Verify: does the number of reveal_type entries match the local count? If not, you missed some — go back and add them.

If a reveal_type result contradicts your understanding of the op (e.g., spatial dims unchanged after a strided conv, or a shaped op returning bare), write a small isolating test, run the checker, and confirm the behavior before proceeding. Either your understanding is wrong (update your mental model) or the checker has a simplification you should document.

This table is your Step 4 input. Do not write assert_type until Step 4 is complete for every BARE entry. The results tell you:

Shaped type → the checker tracks this op. Write assert_type in Step 5.
Bare Tensor → shape lost. Investigate in Step 4 before deciding.

Step 4: Restructure for tracking

Many patterns that LOOK dynamic have trackable substructure. Conditional branching over matmul/bmm chains, for example, is fully trackable if the dimension values are Dim-typed.

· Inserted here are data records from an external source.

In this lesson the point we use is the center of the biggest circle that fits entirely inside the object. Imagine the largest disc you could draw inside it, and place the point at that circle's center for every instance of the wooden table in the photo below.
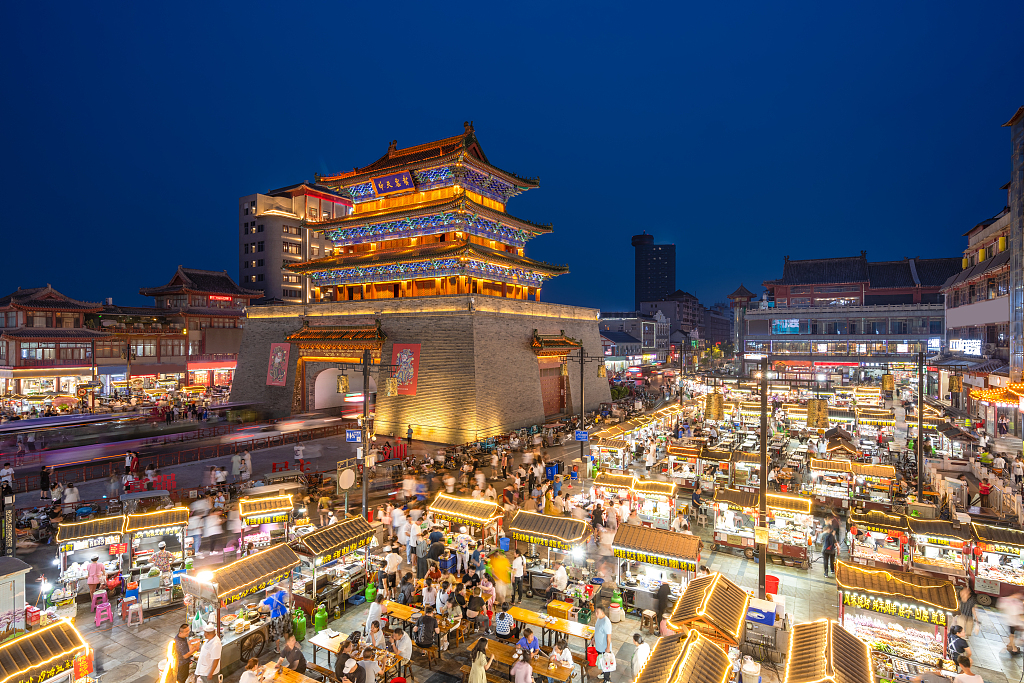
(505, 654)
(561, 626)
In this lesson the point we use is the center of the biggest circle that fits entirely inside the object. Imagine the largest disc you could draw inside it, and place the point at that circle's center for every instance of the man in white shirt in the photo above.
(209, 655)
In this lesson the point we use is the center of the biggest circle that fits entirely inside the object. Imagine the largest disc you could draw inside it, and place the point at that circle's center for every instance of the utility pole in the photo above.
(763, 479)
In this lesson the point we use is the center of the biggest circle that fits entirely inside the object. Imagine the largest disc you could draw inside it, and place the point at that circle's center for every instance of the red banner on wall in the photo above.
(276, 371)
(407, 359)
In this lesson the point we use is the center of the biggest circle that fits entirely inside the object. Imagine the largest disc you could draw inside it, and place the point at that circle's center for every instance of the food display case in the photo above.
(886, 542)
(939, 547)
(903, 617)
(995, 565)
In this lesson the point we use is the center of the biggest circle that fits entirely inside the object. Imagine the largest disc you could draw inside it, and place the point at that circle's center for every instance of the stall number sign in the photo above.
(341, 552)
(672, 563)
(256, 588)
(266, 519)
(541, 541)
(884, 606)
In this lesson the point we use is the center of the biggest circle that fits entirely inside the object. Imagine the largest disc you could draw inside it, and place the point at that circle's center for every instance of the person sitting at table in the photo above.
(528, 641)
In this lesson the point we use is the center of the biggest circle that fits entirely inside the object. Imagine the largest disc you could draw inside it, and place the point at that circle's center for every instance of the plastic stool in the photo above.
(135, 609)
(98, 597)
(103, 611)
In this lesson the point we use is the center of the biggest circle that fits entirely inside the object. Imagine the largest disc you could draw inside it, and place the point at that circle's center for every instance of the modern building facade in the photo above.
(654, 269)
(281, 228)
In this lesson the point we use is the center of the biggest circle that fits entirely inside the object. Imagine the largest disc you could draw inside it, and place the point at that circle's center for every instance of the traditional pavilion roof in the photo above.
(464, 249)
(457, 147)
(47, 298)
(201, 282)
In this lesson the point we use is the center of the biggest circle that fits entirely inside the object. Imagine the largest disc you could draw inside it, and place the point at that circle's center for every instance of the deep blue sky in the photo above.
(740, 132)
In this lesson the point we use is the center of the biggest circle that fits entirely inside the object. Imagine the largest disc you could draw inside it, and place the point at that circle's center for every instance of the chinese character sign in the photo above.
(407, 359)
(276, 372)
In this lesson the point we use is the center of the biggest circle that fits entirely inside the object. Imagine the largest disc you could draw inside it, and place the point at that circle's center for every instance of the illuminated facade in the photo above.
(428, 220)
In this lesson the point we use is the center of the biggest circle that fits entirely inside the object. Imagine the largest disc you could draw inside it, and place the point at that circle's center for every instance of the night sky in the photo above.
(741, 134)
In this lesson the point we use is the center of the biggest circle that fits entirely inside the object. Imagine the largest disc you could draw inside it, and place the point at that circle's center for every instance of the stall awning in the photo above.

For EACH bare Tensor from Step 3, attempt ALL applicable restructurings before falling back to typed interface:

□ int() or round() wrapping a Dim value? Remove it. If the argument is already int-compatible (e.g., round() on an integer expand_ratio), the wrapper is a no-op that kills tracking.

□ nn.Sequential(*list_var)? Extract shape-changing modules (Linear, Conv2d, etc.) as individual attributes and chain them in forward. Shape-preserving modules (activations, norms, dropout) can remain grouped since their output shape equals their input. Note: this applies to nn.Sequential(*list_variable) where the modules come from a list. nn.Sequential(M1(), M2(), M3()) with direct arguments IS tracked — don't restructure it.

□ nn.Sequential subclass? The special handler tracks shapes when a Sequential is CALLED as an attribute (self.net(x)), but NOT when forward is inherited from a Sequential base class. Convert subclasses to composition: replace class Foo(nn.Sequential) / super().__init__(m1, m2, m3) with class Foo(nn.Module) / self.net = nn.Sequential(m1, m2, m3) and delegate forward to self.net(x). This is the minimal change for full shape tracking.

□ list[...] where tuple[...] is needed? torch.cat([a, b]) homogenizes element types. Use torch.cat((a, b)). Same for .split([d, k, k]) → .split((d, k, k)).

□ Branch join widening? If the first iteration changes shape but subsequent iterations preserve it, separate the first iteration: x = layers[0](input) then loop over layers[1:]. The dual works too: separate the last iteration if only the final output matters.

□ Loop over ModuleList widens tensor type? Same fix as branch join: separate the shape-changing iteration from shape-preserving ones.

□ Tensor accumulation for stack/cat? Type the list with the element shape, then annotate the stack/cat result with the full shape including the new dimension (the DSL can't infer collection size from a dynamic loop).

□ Inlined expressions? f(g(x)) sometimes loses shapes that y = g(x); f(y) preserves. Break into separate assignments.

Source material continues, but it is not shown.